Abstraction is not vague, it is a specific behaviour to expose

Vinod Kumaar R
3 min readJun 11, 2020

The dictionary meaning of abstraction points out to something that is not concrete yet or a theoretical one. In programming abstraction means specific. My definition may be confusing, but if we use abstractions right then we care only about the specific behaviour of something we are dealing with.

Photo by Cassi Josh on Unsplash

Throughout my college days I have always understood abstraction as information hiding. It is that mindset that contributes to think how to hide information instead of how to express specific behaviours. My understanding improved when one of my mentors gave me the SICP book. I did not read all the chapters but on reading this book I thought I should have started to program only after reading this book. There is no assignment operator example for several pages when you start reading this, which emphasises on how to structure a program than give instructions to the computer.

Most of us are using procedural abstractions in one form or the other. People using languages like Java use interfaces and abstract classes to provide specific behaviour, dynamic languages rely on duck typing (as long as that signature is available the behaviour is available) and then my favourite pure functions.

Let us look at these two functions sum and product. They both will take a list and give back a number

sum (1,1,1,1,1) → 5

product (1,1,1,1,1) → 1

Both are doing similar transformations, They take a list and give a number

(List) → Number

Now let us bring another function join which takes a list and gives a string.

join(“hello”,”world”) → “helloworld”

Now what are the specific similarities, both take a list and give something as an output. Can we be more specific here?
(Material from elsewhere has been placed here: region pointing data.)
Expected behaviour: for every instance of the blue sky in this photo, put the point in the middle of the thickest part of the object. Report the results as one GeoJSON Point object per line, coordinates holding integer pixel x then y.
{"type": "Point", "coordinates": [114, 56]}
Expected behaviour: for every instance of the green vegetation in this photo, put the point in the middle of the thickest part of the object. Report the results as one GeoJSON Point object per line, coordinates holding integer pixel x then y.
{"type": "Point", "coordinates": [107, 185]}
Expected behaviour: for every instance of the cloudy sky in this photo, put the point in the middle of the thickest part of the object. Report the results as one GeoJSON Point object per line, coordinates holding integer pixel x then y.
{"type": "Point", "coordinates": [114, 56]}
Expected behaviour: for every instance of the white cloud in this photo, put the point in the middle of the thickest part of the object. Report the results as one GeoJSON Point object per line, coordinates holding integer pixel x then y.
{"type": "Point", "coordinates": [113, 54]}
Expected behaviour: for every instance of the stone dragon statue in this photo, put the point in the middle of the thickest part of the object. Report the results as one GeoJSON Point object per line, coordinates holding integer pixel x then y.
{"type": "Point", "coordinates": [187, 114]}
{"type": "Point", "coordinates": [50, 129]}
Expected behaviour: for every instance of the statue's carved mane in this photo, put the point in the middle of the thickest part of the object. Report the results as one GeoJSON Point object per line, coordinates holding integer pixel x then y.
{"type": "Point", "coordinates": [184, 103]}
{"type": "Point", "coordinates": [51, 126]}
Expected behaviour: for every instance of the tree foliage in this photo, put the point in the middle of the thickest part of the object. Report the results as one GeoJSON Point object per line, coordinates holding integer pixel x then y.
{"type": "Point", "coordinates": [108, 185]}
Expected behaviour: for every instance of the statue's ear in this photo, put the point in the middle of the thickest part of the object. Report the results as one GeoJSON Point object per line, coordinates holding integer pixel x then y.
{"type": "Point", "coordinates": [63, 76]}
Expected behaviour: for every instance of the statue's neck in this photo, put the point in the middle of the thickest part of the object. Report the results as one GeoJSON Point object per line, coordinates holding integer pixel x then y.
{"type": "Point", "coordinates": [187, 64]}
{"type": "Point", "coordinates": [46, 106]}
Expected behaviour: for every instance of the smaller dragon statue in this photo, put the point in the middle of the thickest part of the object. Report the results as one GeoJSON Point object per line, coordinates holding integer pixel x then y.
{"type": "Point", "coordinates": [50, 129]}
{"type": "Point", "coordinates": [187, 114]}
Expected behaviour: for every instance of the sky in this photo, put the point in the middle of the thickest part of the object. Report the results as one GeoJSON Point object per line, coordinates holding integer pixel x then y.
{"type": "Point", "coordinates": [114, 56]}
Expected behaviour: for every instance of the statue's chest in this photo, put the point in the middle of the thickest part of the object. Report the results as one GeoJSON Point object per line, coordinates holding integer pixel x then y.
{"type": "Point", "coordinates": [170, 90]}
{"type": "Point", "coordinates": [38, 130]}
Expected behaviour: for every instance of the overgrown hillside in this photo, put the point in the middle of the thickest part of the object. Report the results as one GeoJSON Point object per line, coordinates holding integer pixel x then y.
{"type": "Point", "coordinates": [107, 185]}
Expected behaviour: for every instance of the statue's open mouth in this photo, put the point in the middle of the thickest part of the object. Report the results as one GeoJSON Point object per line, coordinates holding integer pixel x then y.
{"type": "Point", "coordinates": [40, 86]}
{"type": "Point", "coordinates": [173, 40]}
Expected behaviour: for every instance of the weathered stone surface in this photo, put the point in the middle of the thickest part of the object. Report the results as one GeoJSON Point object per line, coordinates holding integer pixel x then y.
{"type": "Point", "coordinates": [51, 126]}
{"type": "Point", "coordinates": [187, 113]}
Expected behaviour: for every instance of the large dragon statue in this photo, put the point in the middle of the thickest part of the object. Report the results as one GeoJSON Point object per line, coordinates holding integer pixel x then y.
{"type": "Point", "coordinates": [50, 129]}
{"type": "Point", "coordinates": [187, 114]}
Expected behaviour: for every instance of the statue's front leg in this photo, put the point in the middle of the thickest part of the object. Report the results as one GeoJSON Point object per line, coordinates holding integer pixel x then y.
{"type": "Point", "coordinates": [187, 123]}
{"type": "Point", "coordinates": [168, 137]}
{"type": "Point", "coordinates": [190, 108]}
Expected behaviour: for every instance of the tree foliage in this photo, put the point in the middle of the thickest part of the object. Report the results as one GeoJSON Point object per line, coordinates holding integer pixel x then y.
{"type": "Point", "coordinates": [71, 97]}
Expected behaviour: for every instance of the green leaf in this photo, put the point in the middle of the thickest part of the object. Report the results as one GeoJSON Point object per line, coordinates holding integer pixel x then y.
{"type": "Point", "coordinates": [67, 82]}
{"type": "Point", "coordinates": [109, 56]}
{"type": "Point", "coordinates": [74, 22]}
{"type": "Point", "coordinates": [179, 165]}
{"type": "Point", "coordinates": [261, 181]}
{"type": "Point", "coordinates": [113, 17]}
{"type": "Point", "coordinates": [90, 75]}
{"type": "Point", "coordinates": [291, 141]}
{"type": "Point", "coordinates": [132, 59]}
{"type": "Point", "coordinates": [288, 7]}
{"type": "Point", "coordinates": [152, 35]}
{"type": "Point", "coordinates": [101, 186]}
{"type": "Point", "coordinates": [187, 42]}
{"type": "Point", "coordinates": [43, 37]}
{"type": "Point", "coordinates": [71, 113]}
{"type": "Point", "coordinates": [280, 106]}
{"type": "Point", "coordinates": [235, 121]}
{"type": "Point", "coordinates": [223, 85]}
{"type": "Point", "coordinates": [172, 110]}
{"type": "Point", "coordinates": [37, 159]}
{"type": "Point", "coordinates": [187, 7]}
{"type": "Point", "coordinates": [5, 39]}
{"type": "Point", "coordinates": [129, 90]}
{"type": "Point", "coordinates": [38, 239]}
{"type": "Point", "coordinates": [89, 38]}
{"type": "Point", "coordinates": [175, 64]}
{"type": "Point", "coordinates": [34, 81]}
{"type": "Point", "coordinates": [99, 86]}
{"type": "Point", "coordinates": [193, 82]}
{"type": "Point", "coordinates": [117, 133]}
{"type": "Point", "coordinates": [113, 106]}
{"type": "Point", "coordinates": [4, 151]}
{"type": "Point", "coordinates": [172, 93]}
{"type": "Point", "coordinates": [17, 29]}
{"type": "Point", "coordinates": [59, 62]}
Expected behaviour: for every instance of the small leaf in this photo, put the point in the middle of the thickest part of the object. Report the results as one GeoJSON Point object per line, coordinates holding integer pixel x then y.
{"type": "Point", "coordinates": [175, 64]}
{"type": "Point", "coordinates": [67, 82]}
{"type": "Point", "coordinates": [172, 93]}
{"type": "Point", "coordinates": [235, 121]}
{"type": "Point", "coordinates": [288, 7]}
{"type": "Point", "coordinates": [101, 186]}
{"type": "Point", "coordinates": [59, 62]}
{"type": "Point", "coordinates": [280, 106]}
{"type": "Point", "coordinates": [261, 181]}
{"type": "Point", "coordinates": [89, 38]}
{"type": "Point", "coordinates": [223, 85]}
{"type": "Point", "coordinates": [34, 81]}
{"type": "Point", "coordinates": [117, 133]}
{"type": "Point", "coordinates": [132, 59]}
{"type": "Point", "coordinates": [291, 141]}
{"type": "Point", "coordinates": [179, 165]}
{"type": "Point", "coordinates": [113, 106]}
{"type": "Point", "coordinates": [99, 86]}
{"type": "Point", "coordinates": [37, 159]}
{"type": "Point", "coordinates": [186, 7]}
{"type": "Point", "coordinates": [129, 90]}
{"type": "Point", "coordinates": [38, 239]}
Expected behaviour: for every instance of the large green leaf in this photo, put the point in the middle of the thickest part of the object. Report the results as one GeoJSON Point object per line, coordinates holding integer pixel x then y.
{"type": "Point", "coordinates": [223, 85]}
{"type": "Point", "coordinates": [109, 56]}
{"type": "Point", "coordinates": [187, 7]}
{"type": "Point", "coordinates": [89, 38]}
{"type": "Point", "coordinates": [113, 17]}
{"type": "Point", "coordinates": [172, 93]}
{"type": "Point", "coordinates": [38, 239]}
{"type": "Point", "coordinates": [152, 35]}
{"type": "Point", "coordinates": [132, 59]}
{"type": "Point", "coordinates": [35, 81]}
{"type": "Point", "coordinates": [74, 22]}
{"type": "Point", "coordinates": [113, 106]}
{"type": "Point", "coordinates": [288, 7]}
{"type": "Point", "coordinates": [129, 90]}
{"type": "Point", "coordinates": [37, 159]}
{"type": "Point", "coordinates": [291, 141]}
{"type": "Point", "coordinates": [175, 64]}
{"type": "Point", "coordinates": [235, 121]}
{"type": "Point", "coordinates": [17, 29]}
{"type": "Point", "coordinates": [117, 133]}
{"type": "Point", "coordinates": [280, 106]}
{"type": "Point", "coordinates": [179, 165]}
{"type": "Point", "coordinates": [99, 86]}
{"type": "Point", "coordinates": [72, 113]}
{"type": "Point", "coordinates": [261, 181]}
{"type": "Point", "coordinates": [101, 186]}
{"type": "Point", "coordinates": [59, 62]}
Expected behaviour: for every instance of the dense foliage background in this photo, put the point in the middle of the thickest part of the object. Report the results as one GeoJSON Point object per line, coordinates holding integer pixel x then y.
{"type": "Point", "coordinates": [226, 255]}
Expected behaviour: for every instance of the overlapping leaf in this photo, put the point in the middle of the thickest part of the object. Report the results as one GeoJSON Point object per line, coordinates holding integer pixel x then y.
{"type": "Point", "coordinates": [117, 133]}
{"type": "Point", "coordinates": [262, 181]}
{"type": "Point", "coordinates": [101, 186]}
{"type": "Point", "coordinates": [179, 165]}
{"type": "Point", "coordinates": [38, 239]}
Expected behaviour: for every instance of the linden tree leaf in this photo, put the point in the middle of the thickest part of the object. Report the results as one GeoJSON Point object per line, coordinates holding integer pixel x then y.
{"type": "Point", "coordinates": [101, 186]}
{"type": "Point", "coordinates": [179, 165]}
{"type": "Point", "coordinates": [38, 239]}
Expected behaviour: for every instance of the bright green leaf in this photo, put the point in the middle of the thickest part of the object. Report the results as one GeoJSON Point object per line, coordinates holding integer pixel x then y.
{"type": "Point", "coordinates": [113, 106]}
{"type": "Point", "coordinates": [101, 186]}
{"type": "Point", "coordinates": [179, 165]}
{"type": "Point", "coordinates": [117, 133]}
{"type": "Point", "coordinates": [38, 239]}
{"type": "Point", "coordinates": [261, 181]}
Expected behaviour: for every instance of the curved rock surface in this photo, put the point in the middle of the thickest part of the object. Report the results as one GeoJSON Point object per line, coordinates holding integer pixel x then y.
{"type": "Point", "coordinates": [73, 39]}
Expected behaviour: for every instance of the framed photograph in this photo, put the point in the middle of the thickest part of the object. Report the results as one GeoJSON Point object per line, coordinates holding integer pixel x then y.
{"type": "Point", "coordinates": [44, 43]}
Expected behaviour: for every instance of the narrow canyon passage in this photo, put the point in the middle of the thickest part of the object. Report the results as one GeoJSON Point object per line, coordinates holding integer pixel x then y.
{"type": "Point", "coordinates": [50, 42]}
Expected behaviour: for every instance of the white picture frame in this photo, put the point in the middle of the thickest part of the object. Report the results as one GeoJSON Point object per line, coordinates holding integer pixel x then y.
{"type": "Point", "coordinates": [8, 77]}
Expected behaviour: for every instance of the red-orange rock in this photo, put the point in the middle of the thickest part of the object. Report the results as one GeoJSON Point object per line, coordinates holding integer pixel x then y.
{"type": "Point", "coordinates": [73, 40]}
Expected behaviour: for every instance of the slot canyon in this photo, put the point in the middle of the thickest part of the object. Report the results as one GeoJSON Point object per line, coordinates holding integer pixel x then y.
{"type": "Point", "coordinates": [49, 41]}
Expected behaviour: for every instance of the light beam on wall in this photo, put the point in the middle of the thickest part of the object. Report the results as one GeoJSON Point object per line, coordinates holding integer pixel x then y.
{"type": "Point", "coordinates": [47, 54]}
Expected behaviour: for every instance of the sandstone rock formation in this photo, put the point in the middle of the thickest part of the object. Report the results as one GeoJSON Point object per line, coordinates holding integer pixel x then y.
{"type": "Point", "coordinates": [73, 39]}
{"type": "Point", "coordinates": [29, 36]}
Yes, they take a list with a specific type and return that specific type.

(List<Integer>) → Integer

(List<String>) → String

All 3 can be said to provide a specific function

(List<Type>) → Type

How can we combine these sum, product & join to provide a single method then?

If we combine them then we need to see it as a function which takes a list, a function of how to combine the list that produces the result. In the functional parlance this is called a reduce operation.

(List<Type>, function()) → Type

The new function that should be passed as an argument will be small and will just tell what to do with the result and next item in the iteration of the list. It will be

function(result, nextValue) → nextResult, which in abstract terms

(Type, Type) → Type

So sum, product and join becomes so small that they have to deal only with what to do in an iteration, the iteration and collation is done by another abstract function.

function(List<Type>, (function(Type, Type) →Type)) → Type

Anyone in the early stages of their programming career it is worth while to go through SICP, there is a site called interactive SICP to help do the exercises online. Remember, abstraction means specific, not vague. I have kept the examples simple to give an idea, the reduce function is called in different names in different languages like inject, fold, reduce etc.